There are two configuration options here:
- Highest or Lowest
: This lets you select the Kreis with the highest or lowest unemployment rate prediction errors in the previous quarter.
- Value Slider
: This lets you select the number of Kreis to be displayed currently. From UI perspective, the maximum limit is 20
To view all the Kreis, download the complete error table by clicking on the option Download the full error table
.
Structural Data Analysis
The next step is to analyze the errors with regards to the structural data and see hot the errors vary with a particular structural variable. Select a structural variable to compare against the errors. (Eg: Errors are compared against eligible_area
in this image).
If you chose a categorical variable, the errors are on the x-axis, so the fatter the curve is the more prone that category is to errors. In the following example, the areas which are eligible have smaller errors than areas that are not. This means that it is easier to predict kreise that are eligible for funding then kreise that are eligible. This might be because something unique happened in the eligible kreis that the model can’t explain.
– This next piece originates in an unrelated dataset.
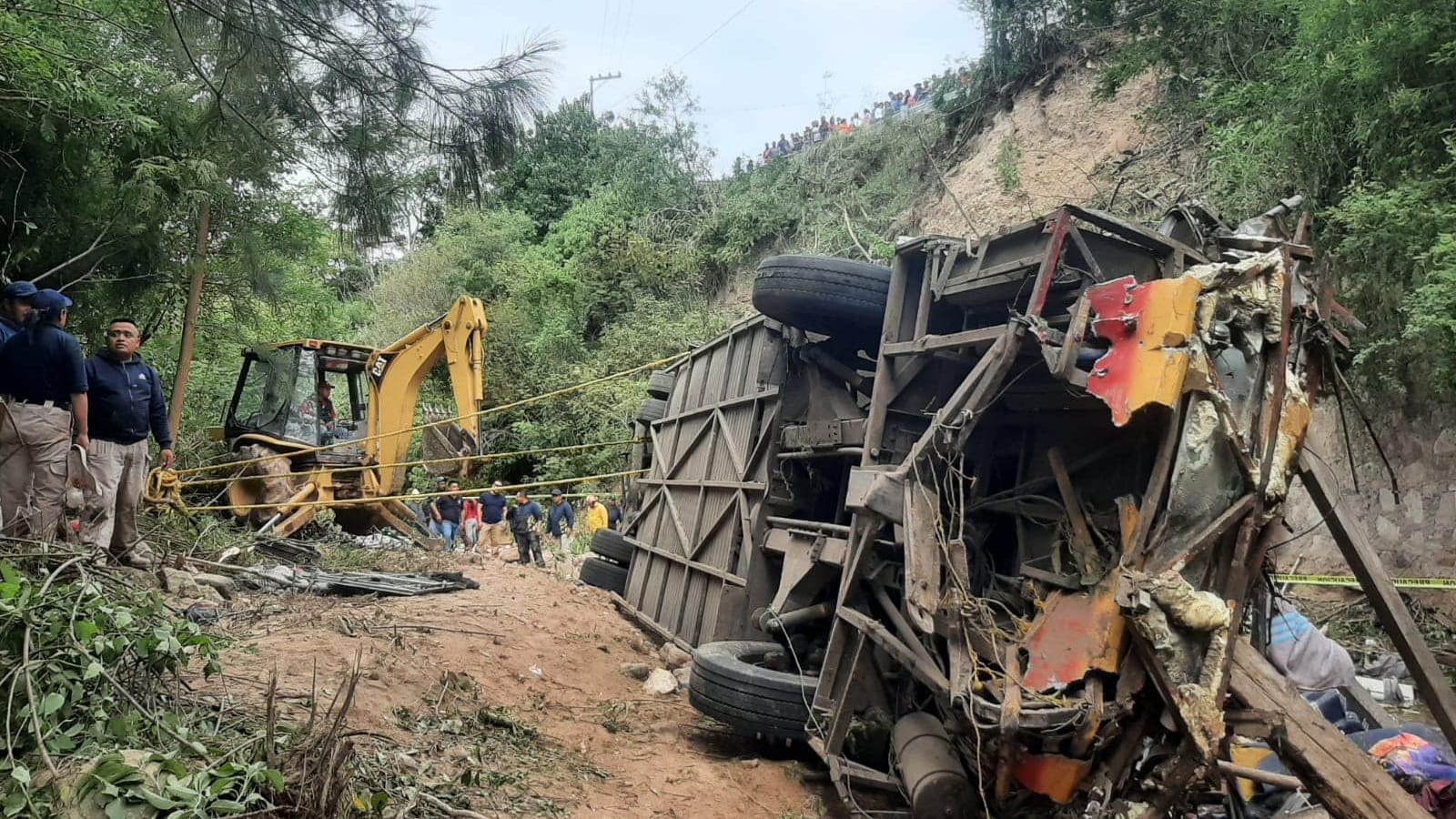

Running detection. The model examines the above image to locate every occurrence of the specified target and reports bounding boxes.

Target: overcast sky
[424,0,981,170]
If you chose a numerical variable, each kreis will be plotted at a seperate dot, and if there is any relationship between the errors and the variable, you might be able to see it in the plot.
Most important Structural Variables
Individual exploration might be interesting but can also be very time consuming. There is an option to get an overview of which features correlate to the errors and therefore explain the variance in the errors well. The features are selected using a linear regression. We fit a linear regression where the predicated value is the mean error of the kreis, and the regressors are all the structural features. We chose the most important features based on P-value, and also print the P-values.
To run the regression, tick the "run linear regression model" box. Then, you can choose how many features you wish to print. Also, chose if you are looking for the highest P-values (important features) or the lowest (not important features).